Спустя пол часа затарахтел у дома мотор, по звуку похожий на машину председателя местного сельского совета Ивана Ивановича Цимбалюка. Этот звук в деревне все знали. Тут же Кирилиха услышала и голос соседки Маруси: она снова повторяла сказанное Цимбалюку по телефону. Они вошли в дом. Евдокию увидели не сразу, а только после того, как включили свет. Тарасиха ужаснувшись бросилась вызволять подругу:»Ой, живая! Кто же это тебя так, Дунечка?! Что за изверги это с тобой сделали?». Евдокия говорить не могла, и лишь после того, как ей достали тряпку изо рта и развязали руки, показала на стоящий на плите чайник с водой. Иваныч тут же сообразил и подал ей воды. Сделав пару глотков Кирилиха ещё сильнее разрыдалась. Минут сорок подруга Маруся её успокаивала, а Цимбалюк вышел на крыльцо покурить и разговаривал с кем-то по телефону. Вернувшись он спросил:» Ну что, Евдокия Петровна, рассказывайте, что случилось?». Евдокия всхлипнув произнесла:» Сбережения мои украли». «Сколько украли?»- переспросил Иваныч. «Четыреста восемьдесят пять тысяч!» — ответила Кирилиха. «Ого! Как выглядели-то эти хапуги?» — продолжал Цымбалюк. «Разглядеть я их не смогла, в глаза мне чем-то светили, фонариком кажется, по шагам только поняла, что вдвоём они были», — ответила вытирая слёзы Кирилиха. Цимбалюк сразу же позвонил в полицию и сообщил о случившемся.
Через полтора часа к дому Кирилихи подъехал полицейский автомобиль. Вышли из него следователь Огнев и местный участковый Пышко. Оба высокие, одеты по форме. Огнев работал в следственном отделе недавно. Его перевели сюда в район пол года назад, но отзывались о нем только положительно. Так как дел за пол года он раскрыл немало. Был строг и немногословен, но работу свою знал и посвящал ей всё своё время т. к. семьи у него пока ещё не было. Пышко был постарше и поленивее, но знал в этой округе каждую собаку и каждый куст. В его участок входило несколько близлежащих деревень. Участковым инспектором он работает здесь уже давно и поэтому Огнев часто обращался к нему за помощью. Опрашивали стражи закона Евдокию Петровну не долго, около пятнадцати минут, ещё столько же времени осматривали дом и взломанный сундук. Записав показания, Огнев и Пышко сразу же направились к дому Степки Белявого. У Степки Белявого гостил и его закадычный дружок Сашка Слон. Оба они не раз уже бывали за решёткой и на тот момент оказались оба в состоянии алкогольного опьянения. Именно их подозревал Огнев в разбойном нападении и ограблении Кирилихи. Обоих сразу же забрали и отвезли в районный отдел полиции. В деревне стали поговаривать, что ограбивших Кирилиху бандитов поймали. Никто и не сомневался, что ими были Степка Белявый и Саня Слон. В отделе их сильно прессовали заставляя расколоться и рассказать, где деньги.
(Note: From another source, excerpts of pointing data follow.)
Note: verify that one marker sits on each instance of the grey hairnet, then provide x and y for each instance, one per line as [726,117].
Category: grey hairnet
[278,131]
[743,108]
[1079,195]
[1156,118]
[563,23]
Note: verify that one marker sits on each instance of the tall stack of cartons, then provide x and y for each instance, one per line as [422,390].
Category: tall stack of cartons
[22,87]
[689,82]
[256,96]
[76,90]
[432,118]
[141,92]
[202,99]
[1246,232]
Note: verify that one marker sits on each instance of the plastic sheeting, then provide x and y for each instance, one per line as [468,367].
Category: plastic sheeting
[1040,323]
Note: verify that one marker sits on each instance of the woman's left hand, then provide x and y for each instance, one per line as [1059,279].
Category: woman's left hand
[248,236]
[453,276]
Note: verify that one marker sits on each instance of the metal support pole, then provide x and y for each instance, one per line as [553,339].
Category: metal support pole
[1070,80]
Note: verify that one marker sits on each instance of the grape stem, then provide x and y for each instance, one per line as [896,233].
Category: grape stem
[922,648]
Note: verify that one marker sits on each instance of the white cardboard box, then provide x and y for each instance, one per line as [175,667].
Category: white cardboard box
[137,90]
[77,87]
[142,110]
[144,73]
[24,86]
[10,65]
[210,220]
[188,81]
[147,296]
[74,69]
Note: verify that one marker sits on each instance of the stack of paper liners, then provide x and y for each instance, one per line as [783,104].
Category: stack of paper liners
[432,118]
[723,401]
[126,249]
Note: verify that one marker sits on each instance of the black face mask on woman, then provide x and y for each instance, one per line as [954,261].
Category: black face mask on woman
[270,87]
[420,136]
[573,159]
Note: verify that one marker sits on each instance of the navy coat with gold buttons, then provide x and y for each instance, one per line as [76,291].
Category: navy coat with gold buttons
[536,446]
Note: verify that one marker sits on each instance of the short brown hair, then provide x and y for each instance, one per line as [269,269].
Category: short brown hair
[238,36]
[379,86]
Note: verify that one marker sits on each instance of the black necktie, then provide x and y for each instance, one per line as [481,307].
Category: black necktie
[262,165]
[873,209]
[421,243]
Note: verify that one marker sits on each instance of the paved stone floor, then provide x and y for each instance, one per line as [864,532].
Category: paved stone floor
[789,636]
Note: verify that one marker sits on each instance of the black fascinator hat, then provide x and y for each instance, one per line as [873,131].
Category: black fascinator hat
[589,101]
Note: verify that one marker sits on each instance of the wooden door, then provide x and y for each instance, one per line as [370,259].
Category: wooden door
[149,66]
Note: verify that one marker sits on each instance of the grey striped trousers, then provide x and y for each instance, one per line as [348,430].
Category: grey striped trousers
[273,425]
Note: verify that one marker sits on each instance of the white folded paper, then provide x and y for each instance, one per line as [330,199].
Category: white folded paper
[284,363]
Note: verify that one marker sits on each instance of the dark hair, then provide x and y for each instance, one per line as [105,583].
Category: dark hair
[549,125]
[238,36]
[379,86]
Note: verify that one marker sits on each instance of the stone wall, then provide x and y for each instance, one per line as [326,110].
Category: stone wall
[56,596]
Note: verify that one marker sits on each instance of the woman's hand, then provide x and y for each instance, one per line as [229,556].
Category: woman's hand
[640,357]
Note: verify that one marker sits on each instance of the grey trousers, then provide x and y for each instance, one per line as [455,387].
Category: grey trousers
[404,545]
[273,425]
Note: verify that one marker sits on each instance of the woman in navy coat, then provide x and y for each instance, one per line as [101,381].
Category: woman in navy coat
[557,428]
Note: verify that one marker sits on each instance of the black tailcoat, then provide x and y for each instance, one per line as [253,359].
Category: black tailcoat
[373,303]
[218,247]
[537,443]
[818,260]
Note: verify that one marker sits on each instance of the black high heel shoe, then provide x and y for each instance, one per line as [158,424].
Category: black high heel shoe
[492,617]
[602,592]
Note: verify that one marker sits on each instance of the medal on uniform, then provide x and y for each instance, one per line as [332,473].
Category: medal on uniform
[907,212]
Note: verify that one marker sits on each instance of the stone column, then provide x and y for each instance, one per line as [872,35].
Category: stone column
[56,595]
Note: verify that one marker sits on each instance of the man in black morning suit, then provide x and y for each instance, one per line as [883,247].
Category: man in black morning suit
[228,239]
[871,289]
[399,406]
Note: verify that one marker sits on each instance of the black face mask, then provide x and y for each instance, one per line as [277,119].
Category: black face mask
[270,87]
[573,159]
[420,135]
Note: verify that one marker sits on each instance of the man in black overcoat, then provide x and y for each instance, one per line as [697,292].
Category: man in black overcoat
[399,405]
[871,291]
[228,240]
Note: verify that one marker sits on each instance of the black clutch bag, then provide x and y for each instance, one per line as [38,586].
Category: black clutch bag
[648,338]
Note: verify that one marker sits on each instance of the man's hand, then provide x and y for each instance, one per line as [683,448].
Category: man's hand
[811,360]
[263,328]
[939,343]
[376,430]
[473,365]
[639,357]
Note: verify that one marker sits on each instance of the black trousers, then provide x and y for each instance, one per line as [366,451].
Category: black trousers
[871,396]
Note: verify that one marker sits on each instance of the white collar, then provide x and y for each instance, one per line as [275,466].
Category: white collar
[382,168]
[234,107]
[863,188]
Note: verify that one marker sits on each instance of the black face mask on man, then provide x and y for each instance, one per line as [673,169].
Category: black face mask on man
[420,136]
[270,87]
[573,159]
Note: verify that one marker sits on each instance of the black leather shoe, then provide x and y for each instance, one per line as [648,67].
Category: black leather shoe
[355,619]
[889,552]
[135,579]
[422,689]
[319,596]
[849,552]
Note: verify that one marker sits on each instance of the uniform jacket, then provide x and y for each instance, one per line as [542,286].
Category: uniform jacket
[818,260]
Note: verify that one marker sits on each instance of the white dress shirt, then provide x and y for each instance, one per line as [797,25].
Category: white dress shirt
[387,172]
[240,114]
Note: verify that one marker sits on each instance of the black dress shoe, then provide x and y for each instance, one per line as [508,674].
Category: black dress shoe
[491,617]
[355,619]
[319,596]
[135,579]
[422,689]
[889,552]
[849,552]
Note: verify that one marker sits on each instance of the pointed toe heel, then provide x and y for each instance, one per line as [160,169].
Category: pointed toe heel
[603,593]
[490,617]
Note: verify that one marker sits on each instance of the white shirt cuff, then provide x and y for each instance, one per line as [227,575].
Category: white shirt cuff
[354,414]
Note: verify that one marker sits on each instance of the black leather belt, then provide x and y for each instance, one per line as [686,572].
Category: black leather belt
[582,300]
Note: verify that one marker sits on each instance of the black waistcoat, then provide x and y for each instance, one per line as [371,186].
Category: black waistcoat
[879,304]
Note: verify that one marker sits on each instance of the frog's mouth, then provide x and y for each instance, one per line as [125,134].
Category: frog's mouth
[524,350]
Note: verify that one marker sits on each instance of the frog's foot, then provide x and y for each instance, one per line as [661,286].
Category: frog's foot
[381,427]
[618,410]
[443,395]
Но эти двое стояли на своём, ещё и алиби себе обеспечили. В ночь ограбления они выпивали вместе с двумя подругами: Машкой Быкиной и Анькой Толстохиной, которые потом это подтвердили. А также их видел сосед Вася Бусел, который приходил ругаться из-за громко играющей ночью музыки, и также в последующем подтвердил участковому алиби Белявого и Слона. К вечеру их отпустили домой. Огнев был расстроен, что расследование заходит в тупик и решил ещё раз съездить к Кирилихе. «Вдруг я что-то упустил? В деревне больше некому грабить, здесь живёт-то всего несколько пенсионеров, да два этих рецидивиста-собутыльника и пару непутевых разведенок», — поразмышлял он сам себе. На следующий день он опять навестил Евдокию Петровну, чтобы опросить её более детально.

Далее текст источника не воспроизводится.